Controversy and Apartheid

“Offspring of Renowned Musician expresses approval to South African policy,” appeared as a heading in the African American magazine Jet magazine. Apartheid “seems to me the correct approach”, the composer stated Jet. When pushed to clarify, she backtracked: she was not in favor with this policy “in principle” and it “should be allowed to resolve itself, directed by benevolent people of all races”. Had Avril been more attuned to her parent’s beliefs, or born in segregated America, she might have thought twice about the policy. However, existence had sheltered her.

Heritage and Innocence

“I have a English document,” she said, “and the government agents failed to question me about my ethnicity.” So, with her “light” skin (as described), she moved alongside white society, buoyed up by their praise for her renowned family member. She presented about her father’s music at the educational institution and conducted the national orchestra in the city, programming the inspiring part of her Piano Concerto, named: “Dedicated to my Father.” Even though a confident pianist personally, she never played as the lead performer in her work. Instead, she invariably directed as the conductor; and so the orchestra of the era followed her lead.

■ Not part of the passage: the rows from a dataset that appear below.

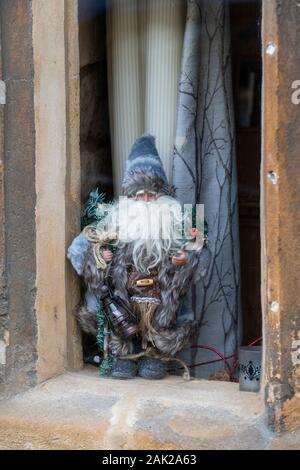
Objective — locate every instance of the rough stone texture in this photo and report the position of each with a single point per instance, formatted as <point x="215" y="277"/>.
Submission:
<point x="82" y="411"/>
<point x="280" y="206"/>
<point x="73" y="179"/>
<point x="19" y="331"/>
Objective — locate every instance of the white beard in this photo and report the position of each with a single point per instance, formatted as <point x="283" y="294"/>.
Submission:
<point x="153" y="229"/>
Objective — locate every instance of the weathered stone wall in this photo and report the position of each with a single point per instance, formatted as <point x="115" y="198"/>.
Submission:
<point x="40" y="194"/>
<point x="281" y="213"/>
<point x="18" y="325"/>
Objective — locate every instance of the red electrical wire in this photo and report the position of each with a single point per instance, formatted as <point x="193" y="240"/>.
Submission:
<point x="222" y="357"/>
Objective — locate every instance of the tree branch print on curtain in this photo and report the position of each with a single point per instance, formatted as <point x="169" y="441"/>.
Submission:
<point x="204" y="171"/>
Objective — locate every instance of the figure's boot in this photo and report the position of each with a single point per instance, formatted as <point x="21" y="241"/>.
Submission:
<point x="124" y="369"/>
<point x="150" y="368"/>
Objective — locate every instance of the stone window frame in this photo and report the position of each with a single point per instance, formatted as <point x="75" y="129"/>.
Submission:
<point x="40" y="135"/>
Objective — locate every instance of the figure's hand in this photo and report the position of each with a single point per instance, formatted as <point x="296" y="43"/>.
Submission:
<point x="107" y="256"/>
<point x="180" y="259"/>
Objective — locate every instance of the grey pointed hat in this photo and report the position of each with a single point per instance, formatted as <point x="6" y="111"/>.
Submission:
<point x="144" y="169"/>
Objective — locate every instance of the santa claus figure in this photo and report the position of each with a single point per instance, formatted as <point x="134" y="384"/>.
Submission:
<point x="138" y="264"/>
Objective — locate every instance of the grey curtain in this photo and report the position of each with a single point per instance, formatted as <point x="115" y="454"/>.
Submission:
<point x="204" y="171"/>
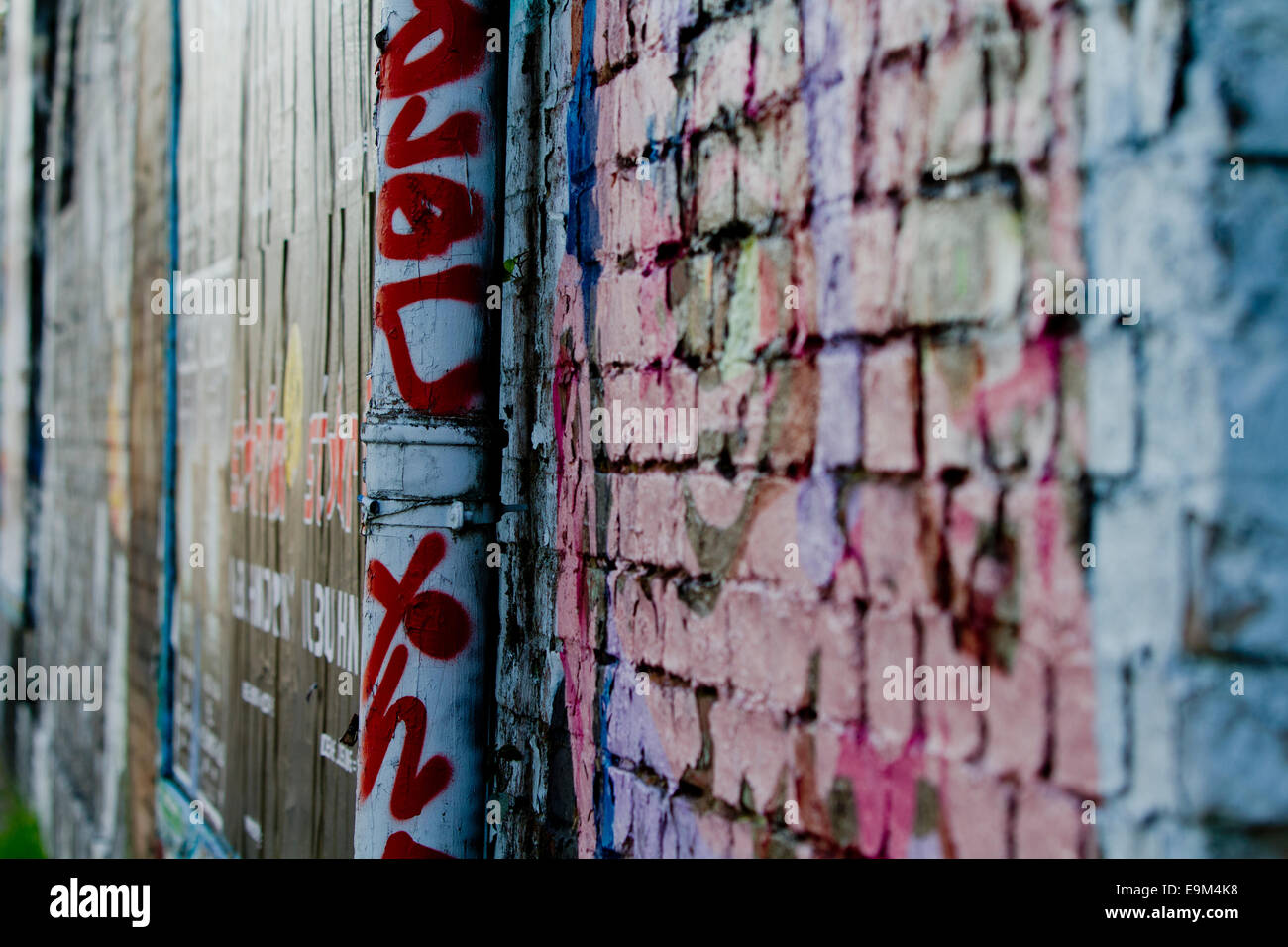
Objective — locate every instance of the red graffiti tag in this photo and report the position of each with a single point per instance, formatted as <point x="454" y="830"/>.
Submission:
<point x="439" y="210"/>
<point x="456" y="390"/>
<point x="439" y="628"/>
<point x="458" y="54"/>
<point x="458" y="136"/>
<point x="402" y="845"/>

The composer aspired, as she stated, she “could introduce a change”. However, by that year, circumstances deteriorated. When government agents discovered her mixed background, she could no longer stay the nation. Her UK document failed to safeguard her, the British high commissioner urged her to go or face arrest. She went back to the UK, feeling great shame as the scale of her inexperience was realized. “The lesson was a painful one,” she lamented. Adding to her embarrassment was the 1955 publication of her controversial discussion, a year after her unceremonious exit from the country.

A Recurring Theme

While I reflected with these memories, I sensed a recurring theme. The story of identifying as British until it’s revoked – that brings to mind African-descended soldiers who defended the English during the World War II and lived only to be refused rightful benefits. Along with the Windrush era,

Manuel Hernandez
Manuel Hernandez

A seasoned sports analyst with over a decade of experience in betting strategies and statistical modeling.